4. All of the above can be done with a set of declarative object configuration files.

Kubernetes components

Nodes

Node is a machine (physical or virtual) on which k8s is installed. A node is worker machine and this is going to hold the containers launched by kubernetes.

Cluster

Cluster is a set of nodes grouped together. This way, even if one node fails, the application is still accessible from other nodes.

Multiple nodes would help with sharing load as well.

Master

Master is another node with kubernetes installed in it and is configured as a master. The master watches over the nodes in the cluster and is responsible for the actual orchestraction of containers on the worker nodes.

Few responsibilities of master node

1. Responsible for managing the cluster.
2. Stores the information about the members of the cluster.
3. Monitor nodes.
4. Moving the workload of the failed nodes to another worker nodes.

Components of Kubernetes (Control plane)

When a k8s is installed on a system, the following components are also installed

1) An API server - An API server acts as a front-end for kubernetes. The users, management devices, CLI all talk to the API server to interact with kubernetes.

2) An ETCD service - It is a reliable key-value store to store all the data used to manage the cluster. ETCD stores the information of multiple nodes and multiple masters in the k8s cluster in a distributed manner. ETCD is also responsible for implementing locks within the cluster to ensure there are no conflicts between the masters.

3) A Kubelet service - It is an agent that runs on each node in the cluster. It is responsible for making sure that containers are running on the nodes as expected.

4) A Container runtime - An underlying software that is used to run the containers. (Docker)

5) Controllers - They are the brain behind the orchestration. They notice and respond when the nodes, containers or endpoints go down. The controllers would make decisions to bring up new containers in such case.

6) Schedulers - Responsible for distributing work or containers across multiple nodes. It looks for newly created containers and assigns them to Nodes.

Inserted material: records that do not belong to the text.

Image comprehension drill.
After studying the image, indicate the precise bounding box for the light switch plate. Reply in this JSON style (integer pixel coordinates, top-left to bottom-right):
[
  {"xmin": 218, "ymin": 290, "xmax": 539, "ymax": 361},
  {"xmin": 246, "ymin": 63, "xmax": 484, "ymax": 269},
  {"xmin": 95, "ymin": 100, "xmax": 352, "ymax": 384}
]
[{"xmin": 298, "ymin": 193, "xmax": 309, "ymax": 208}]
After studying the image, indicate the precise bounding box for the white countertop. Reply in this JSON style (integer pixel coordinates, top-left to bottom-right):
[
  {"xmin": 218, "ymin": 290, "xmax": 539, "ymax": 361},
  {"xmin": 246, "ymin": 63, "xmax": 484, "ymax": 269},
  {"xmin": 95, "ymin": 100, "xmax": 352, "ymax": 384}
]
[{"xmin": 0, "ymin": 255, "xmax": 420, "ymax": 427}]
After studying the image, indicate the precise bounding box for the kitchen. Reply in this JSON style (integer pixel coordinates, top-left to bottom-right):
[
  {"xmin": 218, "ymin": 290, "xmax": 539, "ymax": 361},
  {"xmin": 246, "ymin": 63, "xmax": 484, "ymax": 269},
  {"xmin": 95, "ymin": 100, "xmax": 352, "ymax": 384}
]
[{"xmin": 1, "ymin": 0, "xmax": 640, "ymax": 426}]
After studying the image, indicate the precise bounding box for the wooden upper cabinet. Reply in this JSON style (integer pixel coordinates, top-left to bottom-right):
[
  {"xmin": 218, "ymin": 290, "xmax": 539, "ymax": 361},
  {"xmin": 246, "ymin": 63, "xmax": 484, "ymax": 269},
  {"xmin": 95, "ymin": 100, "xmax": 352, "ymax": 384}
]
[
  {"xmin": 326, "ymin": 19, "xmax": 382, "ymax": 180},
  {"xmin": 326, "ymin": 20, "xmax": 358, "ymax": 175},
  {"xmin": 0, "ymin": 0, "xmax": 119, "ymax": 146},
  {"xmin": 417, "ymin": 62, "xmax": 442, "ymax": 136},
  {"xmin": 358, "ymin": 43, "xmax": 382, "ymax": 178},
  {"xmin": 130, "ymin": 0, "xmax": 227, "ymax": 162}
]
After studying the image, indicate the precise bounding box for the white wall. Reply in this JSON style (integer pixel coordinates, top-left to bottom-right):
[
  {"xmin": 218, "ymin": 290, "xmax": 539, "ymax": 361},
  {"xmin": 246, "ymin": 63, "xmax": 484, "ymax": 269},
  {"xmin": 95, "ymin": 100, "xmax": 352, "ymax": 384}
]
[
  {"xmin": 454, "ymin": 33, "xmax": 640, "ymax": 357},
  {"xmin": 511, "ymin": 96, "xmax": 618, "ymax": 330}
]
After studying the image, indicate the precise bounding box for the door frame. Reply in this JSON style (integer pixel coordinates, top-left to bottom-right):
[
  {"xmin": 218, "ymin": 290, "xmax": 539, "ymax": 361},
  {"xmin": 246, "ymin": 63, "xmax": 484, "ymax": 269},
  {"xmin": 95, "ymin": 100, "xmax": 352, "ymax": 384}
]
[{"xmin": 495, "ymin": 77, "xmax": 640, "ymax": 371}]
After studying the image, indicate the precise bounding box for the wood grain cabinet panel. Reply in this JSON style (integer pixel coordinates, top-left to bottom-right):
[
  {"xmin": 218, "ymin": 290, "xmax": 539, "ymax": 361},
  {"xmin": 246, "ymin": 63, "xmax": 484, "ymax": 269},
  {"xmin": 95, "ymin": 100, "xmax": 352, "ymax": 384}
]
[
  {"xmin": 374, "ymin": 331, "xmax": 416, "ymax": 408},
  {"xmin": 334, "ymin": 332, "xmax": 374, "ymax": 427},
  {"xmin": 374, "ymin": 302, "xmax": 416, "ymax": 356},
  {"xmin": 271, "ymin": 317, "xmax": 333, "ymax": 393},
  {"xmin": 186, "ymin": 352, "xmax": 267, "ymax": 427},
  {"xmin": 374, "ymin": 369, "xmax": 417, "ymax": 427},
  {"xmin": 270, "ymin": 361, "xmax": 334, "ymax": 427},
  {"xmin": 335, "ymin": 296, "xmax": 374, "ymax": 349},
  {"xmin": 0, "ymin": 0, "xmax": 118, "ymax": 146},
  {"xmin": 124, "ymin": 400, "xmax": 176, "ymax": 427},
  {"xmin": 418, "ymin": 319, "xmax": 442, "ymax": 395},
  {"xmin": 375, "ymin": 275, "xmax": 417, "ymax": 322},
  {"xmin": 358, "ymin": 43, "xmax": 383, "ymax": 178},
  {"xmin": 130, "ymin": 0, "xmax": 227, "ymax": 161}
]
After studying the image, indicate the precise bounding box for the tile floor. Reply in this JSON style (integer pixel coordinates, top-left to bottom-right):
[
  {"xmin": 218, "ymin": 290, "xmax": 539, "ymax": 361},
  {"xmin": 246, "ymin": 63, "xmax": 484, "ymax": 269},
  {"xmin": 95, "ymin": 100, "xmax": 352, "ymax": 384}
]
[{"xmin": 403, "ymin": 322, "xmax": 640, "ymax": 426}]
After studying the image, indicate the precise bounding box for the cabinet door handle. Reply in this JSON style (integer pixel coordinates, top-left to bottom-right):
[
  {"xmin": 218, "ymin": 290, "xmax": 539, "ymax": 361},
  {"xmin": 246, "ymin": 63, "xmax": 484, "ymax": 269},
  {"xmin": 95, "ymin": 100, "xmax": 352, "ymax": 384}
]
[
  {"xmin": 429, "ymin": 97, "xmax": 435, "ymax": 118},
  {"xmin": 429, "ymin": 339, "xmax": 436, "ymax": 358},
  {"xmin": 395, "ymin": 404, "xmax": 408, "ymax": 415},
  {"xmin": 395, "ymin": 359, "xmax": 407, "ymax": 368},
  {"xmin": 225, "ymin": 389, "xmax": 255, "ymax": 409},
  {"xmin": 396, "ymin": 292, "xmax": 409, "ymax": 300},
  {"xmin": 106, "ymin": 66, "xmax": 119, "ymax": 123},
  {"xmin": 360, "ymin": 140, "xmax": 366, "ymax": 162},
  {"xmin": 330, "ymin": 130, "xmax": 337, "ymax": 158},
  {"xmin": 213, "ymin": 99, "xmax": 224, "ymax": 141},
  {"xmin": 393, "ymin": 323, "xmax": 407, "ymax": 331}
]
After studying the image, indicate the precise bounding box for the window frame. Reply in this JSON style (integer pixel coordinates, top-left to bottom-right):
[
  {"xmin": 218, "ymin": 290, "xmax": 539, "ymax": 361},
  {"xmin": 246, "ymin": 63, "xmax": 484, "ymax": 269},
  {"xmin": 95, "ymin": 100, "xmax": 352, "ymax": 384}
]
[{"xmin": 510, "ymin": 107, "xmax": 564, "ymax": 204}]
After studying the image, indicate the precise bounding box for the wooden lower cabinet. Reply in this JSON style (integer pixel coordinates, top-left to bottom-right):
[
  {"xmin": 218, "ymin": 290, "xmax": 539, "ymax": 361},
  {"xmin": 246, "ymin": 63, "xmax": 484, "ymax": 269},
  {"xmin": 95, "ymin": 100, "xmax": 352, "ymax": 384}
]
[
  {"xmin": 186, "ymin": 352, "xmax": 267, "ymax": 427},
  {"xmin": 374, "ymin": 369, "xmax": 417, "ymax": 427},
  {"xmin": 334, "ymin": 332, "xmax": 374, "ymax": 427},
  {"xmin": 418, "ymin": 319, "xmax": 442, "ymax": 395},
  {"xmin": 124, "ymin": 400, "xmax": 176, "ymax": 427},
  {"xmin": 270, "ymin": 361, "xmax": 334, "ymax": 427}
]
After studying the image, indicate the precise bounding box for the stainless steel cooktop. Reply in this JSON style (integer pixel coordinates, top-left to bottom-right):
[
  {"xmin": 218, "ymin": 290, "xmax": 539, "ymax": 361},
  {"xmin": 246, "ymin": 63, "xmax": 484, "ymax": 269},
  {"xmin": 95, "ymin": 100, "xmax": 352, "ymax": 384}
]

The following factors are taken into account for scheduling decisions

1. Individual and collective resource requirements
2. Hardware/software/policy constraints
3. Affinity and anti-affinity specifications
4. Data locality
5. Inter-workload interference
6. deadlines

Master vs Nodes

The master node has

1. Kube-apiserver installed
2. ETCD
3. Control manager
4. Scheduler and more.

Worker node has

1. Container run time installed.
2. Kubelet agent - provides health information of the worker node to the master and carry out the actions requested by the master on the worker nodes.

Kubectl (kube control)

Tool used to deploy and manage applications on a Kubernetes cluster

1. Provide cluster information
2. Get status of nodes in the cluster

Pod

Kubernetes does not deploy containers directly on the worker nodes. The containers are encapsulated into a kubernetes objects known as pods. A Pod is a single instance of an application and is the smallest object that can be created in kubernetes.

To scale up an application, we create a new pod instead of creating additional container inside of an existing pod. A pod can hold additional containers as well (usually not of the same kind). The additional container can be a helper container that supports the main application. The two containers can communicate with each other directly by referring to each other as localhost since they share the same network namespace. They share the same storage space as well.